You could parse these strings with a regular expression. Something like
#lines <- readLines("filename.txt")
lines <- c("BAC0004|acr3|tr|B5LX01|B5LX01_CAMJU Acr3 GN=acr3 PE=4 SV=1 multidrug resistance",
"BAC0017|adeI|tr|Q2FD95|Q2FD95_ACIBA AdeI GN=adeI PE=4 SV=1 predicted protein","BAC0001|abeM|tr|Q5FAM9|Q5FAM9_ACIBA Multidrug efflux pump AbeM GN=abeM PE=4 SV=2 multidrug resistance protein")
m <-regexpr("(.*) (\\w+) (GN=\\S+) (PE=\\S+) (SV=\\S+) (.*)", lines, perl=T)

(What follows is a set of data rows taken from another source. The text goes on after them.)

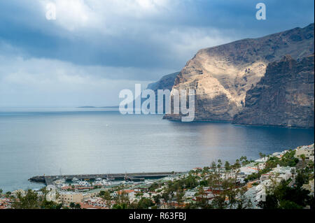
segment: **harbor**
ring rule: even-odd
[[[181,174],[180,172],[157,172],[157,173],[106,173],[106,174],[86,174],[86,175],[38,175],[29,179],[31,182],[44,183],[46,186],[52,185],[53,182],[63,179],[66,181],[96,180],[105,179],[111,180],[144,181],[146,179],[158,179],[174,174]]]

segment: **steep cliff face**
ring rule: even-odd
[[[242,111],[246,92],[270,62],[286,55],[300,59],[314,52],[314,24],[255,39],[202,49],[177,75],[173,89],[195,89],[195,120],[232,121]],[[180,115],[167,115],[177,120]]]
[[[248,91],[245,109],[234,123],[293,127],[314,126],[314,57],[290,56],[270,63],[266,74]]]
[[[169,89],[172,90],[174,86],[174,82],[179,72],[170,73],[162,77],[158,81],[148,85],[147,89],[153,90],[155,94],[158,89]]]

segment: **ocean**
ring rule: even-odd
[[[0,108],[0,188],[38,175],[185,171],[314,141],[314,129],[182,123],[115,108]]]

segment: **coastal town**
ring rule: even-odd
[[[0,209],[313,209],[314,145],[160,178],[55,179],[35,191],[0,189]],[[294,195],[294,196],[293,196]]]

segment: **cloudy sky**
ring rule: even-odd
[[[264,2],[267,20],[257,20]],[[56,20],[47,20],[49,3]],[[0,107],[118,105],[201,48],[314,22],[312,0],[1,0]]]

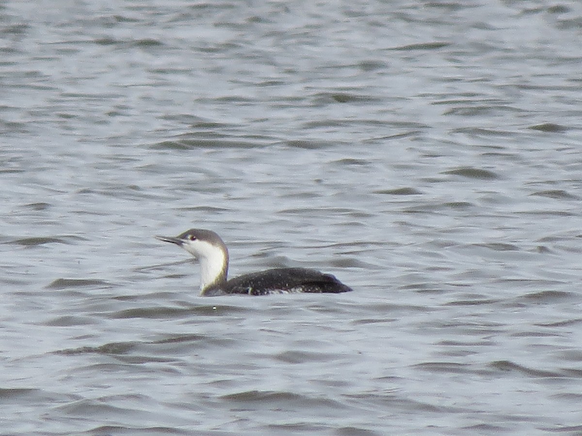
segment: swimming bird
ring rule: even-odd
[[[294,292],[345,292],[352,289],[331,274],[307,268],[275,268],[226,280],[228,249],[211,230],[191,228],[157,239],[181,246],[200,263],[200,295],[264,295]]]

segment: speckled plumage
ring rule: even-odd
[[[156,237],[182,246],[199,260],[201,295],[229,294],[265,295],[352,291],[332,274],[307,268],[275,268],[227,280],[228,250],[222,240],[214,232],[191,228],[175,238]]]

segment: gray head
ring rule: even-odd
[[[219,288],[226,281],[228,249],[224,242],[211,230],[190,228],[174,237],[156,236],[157,239],[181,246],[200,263],[201,294]]]

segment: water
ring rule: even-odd
[[[582,6],[0,6],[10,435],[580,434]],[[353,292],[197,296],[231,275]]]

This will report the start position and length of each of the columns. You can extract the values using substring or you can use a helper function like regcapturedmatches. If we take the results and propertly insert tabs between the fields, then we can use read.table()
to make a data.frame
read.table(text=sapply( regcapturedmatches(lines,m), function(x) paste(x, collapse="\t")), sep="\t", as.is=T)
which gives
V1 V2 V3 V4 V5 V6
1 BAC0004|acr3|tr|B5LX01|B5LX01_CAMJU Acr3 GN=acr3 PE=4 SV=1 multidrug resistance
2 BAC0017|adeI|tr|Q2FD95|Q2FD95_ACIBA AdeI GN=adeI PE=4 SV=1 predicted protein
3 BAC0001|abeM|tr|Q5FAM9|Q5FAM9_ACIBA Multidrug efflux pump AbeM GN=abeM PE=4 SV=2 multidrug resistance protein
which seems to match your desired result.